As the St. Mary’s Centre for Peace and Reconciliation, in Luton, England, notes on its website:

Apparently the Magnificat was excluded from its traditional place in evensong in churches run by the British East India Company in India. Years later Gandhi requested that this song be read in all the places where the British flag was being lowered on the final day of imperial rule in India.  The junta in Argentina forbade the song after the Mothers of the Disappeared displayed its words on placards in the capital plaza. And during the 1980s, the governments of Guatemala and El Salvador prohibited any public recitation of the song.

The words of Mary, born of the Spirit of Christ beating within her womb, are as dangerous to oppressors and as uplifting to the oppressed as they were 2,000 years ago.
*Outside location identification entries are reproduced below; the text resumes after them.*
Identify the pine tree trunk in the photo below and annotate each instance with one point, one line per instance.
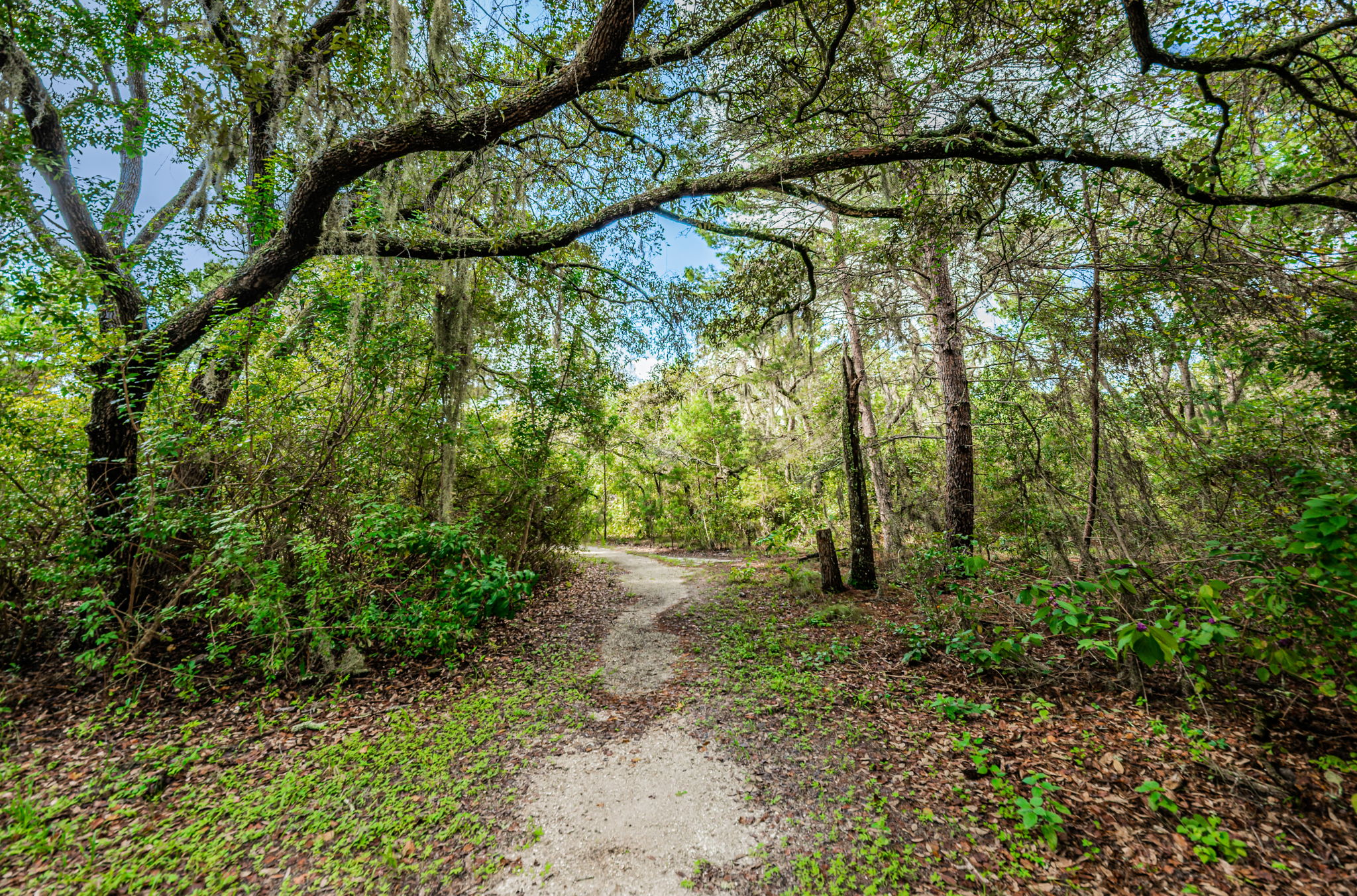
(1094, 389)
(111, 476)
(831, 579)
(453, 328)
(949, 349)
(862, 564)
Read these words. Recite them. Pray them. Write them on your hearts. And most importantly, let them guide your hands, your feet and your words, that Mary’s Song of Justice may come to fruition in our land, in our time.

Let us pray:

Almighty God, who created all of us in your image: Grant us
grace fearlessly to contend against evil and to make no peace
with oppression; and, that we may reverently use our freedom,
help us to employ it in the maintenance of justice in our
communities and among the nations, to the glory of your holy
Name; through Jesus Christ our Lord, who lives and reigns with
you and the Holy Spirit, one God, now and for ever. Amen.

3 thoughts on “Black Lives Matter and the Power of Mary’s Song

  1. Thank you for this powerful article. As musicians we are very familiar with “Mary’s Song” but the context in which you have placed it has really given it more meaning to me.